Choose Your Neighborhoods
If you’re new to a city, you’ll want to do a little research to find out which areas are a good fit for you. Head to the city’s website or visitor’s page to get a feel for the vibe in each neighborhood. Maybe there are a few that are great for musicians and artists, a few perfect for commuters, and a handful of hoods ideal for young professionals. Your research will help guide your apartment hunt, and will save you time when deciding whether or not to see an apartment that’s not in one of your preferred neighborhoods.
Decide Your Priorities Beforehand
Do you need your own apartment or can you live with roommates? Are a washer and dryer important to have in-unit? Do you want a fitness center or pool on-site? Can’t live without a backyard? Do you need a parking spot? These are all things to consider before beginning your apartment search. Make a list of your priorities and include the things on which you aren’t willing to compromise. When you use rental sites like Padmapper or Zumper, you can filter your search based on your preferences so you’ll only get results that match your needs.
Prepare Your Documents
Setting yourself apart in the rental application process can be challenging. Landlords are looking for someone who makes enough money to afford rent, can pay on time, and has a good rental history. In most cities, a lot of people meet these basic requirements. So how do you stand out?
One way to get your future landlord’s attention is to come prepared to the apartment showing with your documents prepared. Bring a printout of your credit history, pay stubs, contact information for your previous landlord, and a personal profile so they can get to know a little about you. At the end of the day, landlords simply want a quality tenant who can pay rent, and showing them you’re serious about the apartment will go a long way.
No Heater or Air Conditioner
If you live in most cities in the U.S., you’ll need one or the other, and maybe both. Renting an apartment without a working heater will be miserable, if not dangerous, and the same goes for an air conditioner.
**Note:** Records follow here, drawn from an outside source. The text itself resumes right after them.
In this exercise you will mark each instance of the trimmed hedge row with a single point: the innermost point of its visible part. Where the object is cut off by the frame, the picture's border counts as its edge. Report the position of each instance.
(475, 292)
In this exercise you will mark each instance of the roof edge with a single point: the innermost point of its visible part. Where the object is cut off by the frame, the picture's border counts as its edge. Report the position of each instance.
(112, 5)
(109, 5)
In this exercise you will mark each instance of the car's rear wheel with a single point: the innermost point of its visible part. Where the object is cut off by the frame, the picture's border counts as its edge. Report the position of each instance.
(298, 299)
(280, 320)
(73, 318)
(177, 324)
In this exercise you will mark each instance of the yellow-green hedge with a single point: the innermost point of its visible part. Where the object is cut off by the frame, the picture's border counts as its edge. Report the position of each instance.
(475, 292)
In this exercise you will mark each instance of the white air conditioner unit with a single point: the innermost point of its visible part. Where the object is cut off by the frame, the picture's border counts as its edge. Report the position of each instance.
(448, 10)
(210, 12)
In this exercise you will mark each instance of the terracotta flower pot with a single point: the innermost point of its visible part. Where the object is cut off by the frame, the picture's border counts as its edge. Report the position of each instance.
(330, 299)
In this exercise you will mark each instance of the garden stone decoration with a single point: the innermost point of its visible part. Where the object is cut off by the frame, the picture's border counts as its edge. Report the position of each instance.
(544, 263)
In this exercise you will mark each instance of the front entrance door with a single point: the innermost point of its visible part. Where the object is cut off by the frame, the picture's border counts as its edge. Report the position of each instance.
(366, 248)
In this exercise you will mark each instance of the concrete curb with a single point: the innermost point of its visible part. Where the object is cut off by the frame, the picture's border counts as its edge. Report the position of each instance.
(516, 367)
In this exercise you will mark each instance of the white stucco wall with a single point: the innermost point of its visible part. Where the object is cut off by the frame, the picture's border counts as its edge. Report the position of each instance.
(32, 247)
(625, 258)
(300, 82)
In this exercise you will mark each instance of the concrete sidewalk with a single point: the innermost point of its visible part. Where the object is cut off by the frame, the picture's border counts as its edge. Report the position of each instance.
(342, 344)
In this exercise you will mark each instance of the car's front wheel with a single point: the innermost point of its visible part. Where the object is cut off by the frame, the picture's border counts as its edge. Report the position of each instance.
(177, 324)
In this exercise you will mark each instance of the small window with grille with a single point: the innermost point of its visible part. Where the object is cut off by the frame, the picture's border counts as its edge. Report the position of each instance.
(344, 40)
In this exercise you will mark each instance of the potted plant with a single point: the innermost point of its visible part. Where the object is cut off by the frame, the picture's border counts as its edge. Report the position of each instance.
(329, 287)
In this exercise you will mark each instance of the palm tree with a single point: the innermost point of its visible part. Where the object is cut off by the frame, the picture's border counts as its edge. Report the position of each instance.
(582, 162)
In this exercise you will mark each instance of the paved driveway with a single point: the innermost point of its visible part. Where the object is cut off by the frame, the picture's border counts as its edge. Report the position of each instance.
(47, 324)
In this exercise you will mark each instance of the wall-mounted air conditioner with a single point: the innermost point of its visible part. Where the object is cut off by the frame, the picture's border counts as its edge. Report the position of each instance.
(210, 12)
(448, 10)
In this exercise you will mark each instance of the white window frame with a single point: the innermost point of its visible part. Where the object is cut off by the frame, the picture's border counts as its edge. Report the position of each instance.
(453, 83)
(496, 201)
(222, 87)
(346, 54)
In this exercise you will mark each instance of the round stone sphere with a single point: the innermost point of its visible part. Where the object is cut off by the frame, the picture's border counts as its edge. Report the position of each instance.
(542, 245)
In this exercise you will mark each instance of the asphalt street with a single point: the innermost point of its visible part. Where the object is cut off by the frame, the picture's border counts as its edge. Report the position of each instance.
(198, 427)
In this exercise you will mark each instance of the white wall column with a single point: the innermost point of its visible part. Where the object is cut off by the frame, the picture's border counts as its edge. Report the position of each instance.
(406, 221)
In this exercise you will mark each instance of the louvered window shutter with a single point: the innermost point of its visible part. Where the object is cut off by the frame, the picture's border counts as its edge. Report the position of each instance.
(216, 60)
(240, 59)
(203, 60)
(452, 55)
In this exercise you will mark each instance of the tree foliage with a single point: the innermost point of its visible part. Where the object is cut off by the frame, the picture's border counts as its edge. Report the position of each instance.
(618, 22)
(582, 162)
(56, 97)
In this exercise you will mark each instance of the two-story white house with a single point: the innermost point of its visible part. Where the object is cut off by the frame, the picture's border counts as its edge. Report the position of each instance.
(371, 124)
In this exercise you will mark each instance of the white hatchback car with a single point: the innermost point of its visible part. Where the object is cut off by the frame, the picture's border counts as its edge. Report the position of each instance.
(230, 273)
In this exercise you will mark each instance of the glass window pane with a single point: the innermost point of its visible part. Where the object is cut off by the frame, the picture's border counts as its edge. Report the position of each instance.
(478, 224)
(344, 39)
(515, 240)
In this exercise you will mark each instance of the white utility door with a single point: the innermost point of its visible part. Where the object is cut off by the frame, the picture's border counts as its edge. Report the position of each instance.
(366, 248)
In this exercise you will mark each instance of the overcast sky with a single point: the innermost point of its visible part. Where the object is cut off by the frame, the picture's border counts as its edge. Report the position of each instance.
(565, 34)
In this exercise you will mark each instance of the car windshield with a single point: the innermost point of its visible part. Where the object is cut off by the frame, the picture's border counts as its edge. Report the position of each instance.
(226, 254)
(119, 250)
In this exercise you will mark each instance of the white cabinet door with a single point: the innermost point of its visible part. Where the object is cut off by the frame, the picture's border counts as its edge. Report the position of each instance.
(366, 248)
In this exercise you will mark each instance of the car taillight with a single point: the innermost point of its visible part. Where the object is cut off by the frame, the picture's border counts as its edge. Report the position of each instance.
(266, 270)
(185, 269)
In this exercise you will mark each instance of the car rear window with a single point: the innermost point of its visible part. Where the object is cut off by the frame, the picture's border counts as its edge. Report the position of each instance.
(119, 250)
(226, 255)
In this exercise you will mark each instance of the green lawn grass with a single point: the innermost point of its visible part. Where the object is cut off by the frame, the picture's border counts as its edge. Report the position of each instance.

Can you imagine living in the Arizona heat without an air conditioner, or getting a place in New York that has a broken heater? Make sure to find out if your potential apartment has the heating or air system you need before making any decisions.
Beware of Health Hazards
You’ve found a great apartment and it meets all of your priorities, so you’re heading over to check it out. When you arrive, though, you notice that there’s mold on the bathroom ceiling or a bedroom wall. Or maybe you see a mouse scurrying around during your apartment tour. Your landlord is legally responsible for removing any mold that has grown or rodents that have made an appearance in the unit. If they haven’t yet, it may be a sign that they don’t take your well being seriously.
Sure, it won’t be an exceptionally exciting process, but apartment hunting doesn’t have to be painful. If you prepare for your apartment search, you’ll have a good idea of what you’re looking for and how you’re going to find it.